Dostum, an ethnic Uzbek who led a personal army fighting the Taliban regime before the 2001 U.S. military intervention and who is accused by rights groups of involvement in war crimes, joined the political mainstream last year as President Ashraf Ghani’s running mate.
He traded the new suit for a military uniform last month to accompany the army and armed villagers fighting an offensive by the Islamists in his northern heartland.
Dostum’s armored vehicle was moving in a convoy along a remote highway in the province of Faryab when 20 militants opened fire, said police chief Subhan Qul, who was in the convoy. Dostum’s vehicle was hit several times by shots in the gunfight that followed, Afghan media reported.

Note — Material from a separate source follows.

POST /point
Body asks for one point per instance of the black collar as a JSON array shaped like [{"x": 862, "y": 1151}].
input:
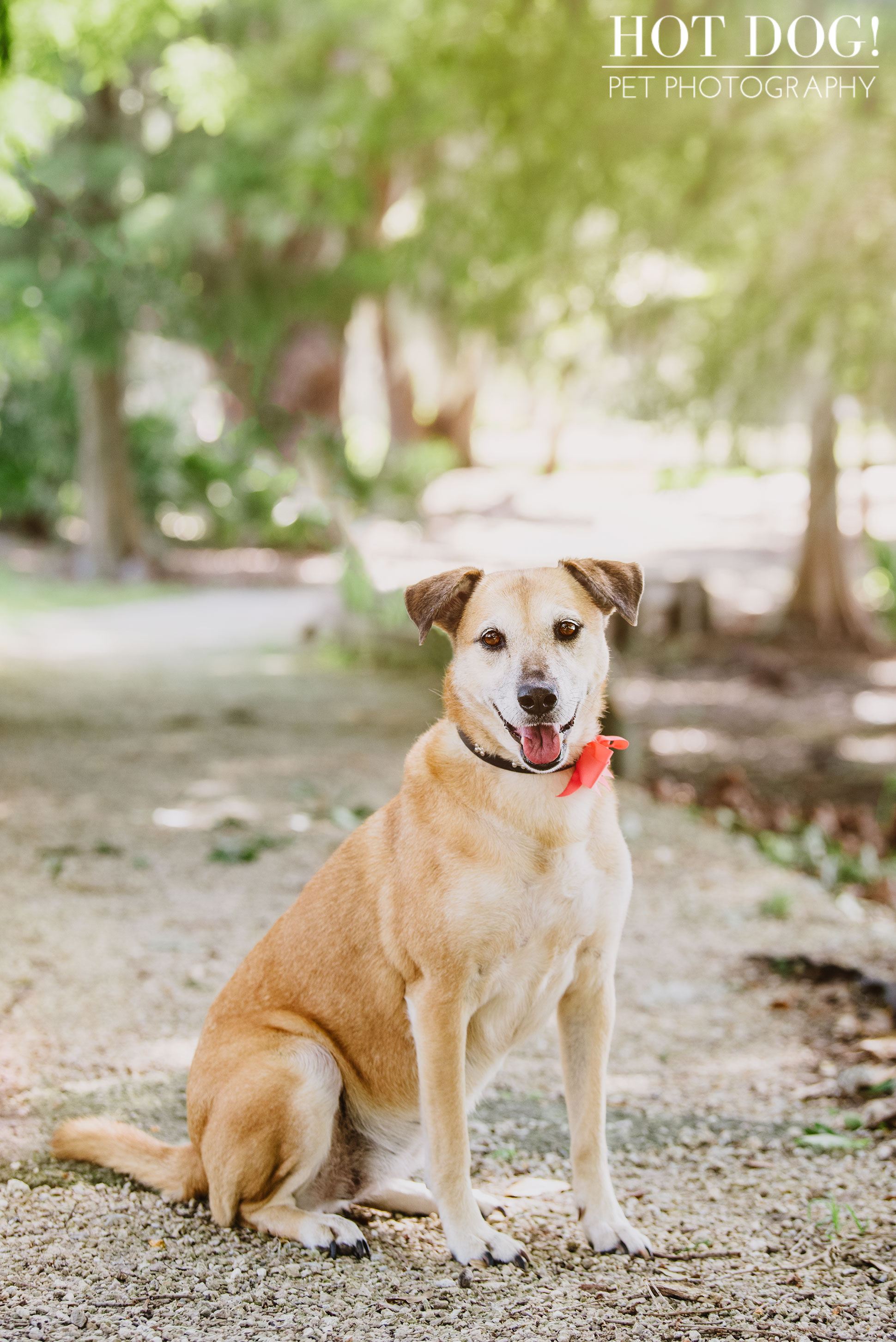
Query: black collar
[{"x": 499, "y": 763}]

“As a result of almost three hours of fighting at least four Taliban are killed and 13 are captured alive,” an official from Dostum’s media office said. Earlier a spokesman said eight militants died. There were no initial reports of casualties among the security forces.
Afghan forces are largely fighting the Taliban alone for the first time this year after all but a rump of foreign coalition soldiers left the country last year. The insurgents have made advances in the north and south but struggled to hold territory.
Dostum has been itching to take the fight to the Taliban for months, but has had to tread carefully because of concerns by Ghani that his return to the front lines would drag Afghanistan back into the chaos of the 1990s when militias waged civil war.
Dostum helped end Taliban rule at the start of the U.S. invasion but was accused by rights groups at the time of deliberately killing up to 2,000 Taliban prisoners in shipping containers. He denies this.
U.S.-led forces have spent $54 billion training a national Afghan army and police for a unified fight against the Taliban insurgents but many power brokers dating back decades retain personal bodyguard units and often arsenals.
Since Ghani forbade him from taking what Dostum said were his 9,000 armed men into battle, he has instead toured Faryab with local soldiers and police, boosting morale and claiming to have helped clear swathes of territory from the Taliban’s grip.
“Whether I command or don’t command, my presence will get things done,” the burly, moustachioed commander known by everyone as General Dostum said in a rare meeting with reporters in July.
“My presence will be felt. The police, the army know this very well. You will see – even the women will be throwing rocks at the Taliban,” he said, seated in a padded armchair at his pink-painted compound.